Global air traffic showed an improvement in both passenger and air freight demand in November but the current level of air travel remains much weaker than the long-term average, the International Air Transport Association said Wednesday.
The industry body said that air travel in November was 4.6% higher than the same time last year and up 2.9% on October. Air freight volumes were up 1.6% on the year after declining 2.6% in October, year to year.
Passenger capacity also rose by 3.2% compared with November 2011 while airlines carried just 1% more passengers with the load factor edging up to 77.3% year on year.
“November brought some positive signs for air transport demand,” said Tony Tyler, IATA’s director general and chief executive. But “the industry’s expected margin in 2013 of 1.3% is very weak.

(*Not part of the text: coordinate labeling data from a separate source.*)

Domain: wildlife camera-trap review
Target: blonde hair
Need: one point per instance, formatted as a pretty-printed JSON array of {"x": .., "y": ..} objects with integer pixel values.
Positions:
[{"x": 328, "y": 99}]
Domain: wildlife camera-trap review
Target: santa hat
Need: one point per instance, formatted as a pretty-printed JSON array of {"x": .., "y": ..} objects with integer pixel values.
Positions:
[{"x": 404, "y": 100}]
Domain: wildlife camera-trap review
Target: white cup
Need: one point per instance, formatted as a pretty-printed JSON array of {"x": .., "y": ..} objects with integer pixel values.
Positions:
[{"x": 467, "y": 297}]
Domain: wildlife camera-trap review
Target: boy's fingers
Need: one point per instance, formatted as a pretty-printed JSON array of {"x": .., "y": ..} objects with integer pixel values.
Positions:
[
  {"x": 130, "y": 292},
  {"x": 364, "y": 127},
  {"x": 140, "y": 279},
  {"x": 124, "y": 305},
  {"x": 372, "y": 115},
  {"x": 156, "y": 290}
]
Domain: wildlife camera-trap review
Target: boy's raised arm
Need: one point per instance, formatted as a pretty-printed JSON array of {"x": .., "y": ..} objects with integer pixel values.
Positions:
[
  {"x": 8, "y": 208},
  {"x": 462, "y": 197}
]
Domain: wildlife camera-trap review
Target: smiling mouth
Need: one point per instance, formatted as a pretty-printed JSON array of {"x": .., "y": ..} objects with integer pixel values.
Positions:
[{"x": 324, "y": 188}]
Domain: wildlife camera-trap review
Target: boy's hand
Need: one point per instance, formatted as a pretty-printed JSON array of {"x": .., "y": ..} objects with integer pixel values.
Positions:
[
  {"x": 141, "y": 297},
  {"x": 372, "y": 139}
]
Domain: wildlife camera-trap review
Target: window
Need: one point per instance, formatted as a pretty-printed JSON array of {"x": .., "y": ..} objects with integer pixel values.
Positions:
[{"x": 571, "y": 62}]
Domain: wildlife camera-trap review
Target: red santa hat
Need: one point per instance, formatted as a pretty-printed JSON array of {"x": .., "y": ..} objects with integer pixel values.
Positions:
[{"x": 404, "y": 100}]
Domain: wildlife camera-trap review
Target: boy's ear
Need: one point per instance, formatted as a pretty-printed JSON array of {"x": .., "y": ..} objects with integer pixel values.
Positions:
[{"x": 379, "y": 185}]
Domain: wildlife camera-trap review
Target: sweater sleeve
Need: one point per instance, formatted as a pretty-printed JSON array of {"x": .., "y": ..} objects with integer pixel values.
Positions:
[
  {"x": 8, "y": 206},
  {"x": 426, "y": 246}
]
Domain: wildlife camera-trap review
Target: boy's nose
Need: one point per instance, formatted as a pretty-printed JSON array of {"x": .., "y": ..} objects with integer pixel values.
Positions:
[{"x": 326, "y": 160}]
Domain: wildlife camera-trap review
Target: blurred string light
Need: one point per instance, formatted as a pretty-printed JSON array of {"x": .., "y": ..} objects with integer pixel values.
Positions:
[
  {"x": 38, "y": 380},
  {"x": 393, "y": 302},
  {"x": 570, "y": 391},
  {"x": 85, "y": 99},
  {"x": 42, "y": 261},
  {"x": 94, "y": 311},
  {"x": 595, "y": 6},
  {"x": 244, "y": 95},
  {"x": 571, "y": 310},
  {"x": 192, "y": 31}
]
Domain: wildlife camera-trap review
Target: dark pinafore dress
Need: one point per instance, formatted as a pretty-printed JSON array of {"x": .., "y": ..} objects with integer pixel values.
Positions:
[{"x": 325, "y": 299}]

Furthermore, current returns on investment are less than half the industry’s cost of capital, which continues to erode shareholder value,” Mr. Tyler added.
Latin American carriers drove a 5.6% increase in overall international passenger travel with a demand growth of 11% closely followed by demand up 10.5% among Middle East carriers, said IATA.
The strong rebound by air freight markets was driven by Asia-Pacific airlines which were responsible for almost half the rise in total volumes compared with October. On the other hand, European airlines’ year-on-year freight traffic was flat, and capacity grew just 0.3%.
“It is premature to consider this a turning point for air cargo markets but when coupled with positive economic developments in the U.S. and an improvement in business confidence in recent months, the conditions are aligning to see a return to growth in 2013,” said Mr. Tyler.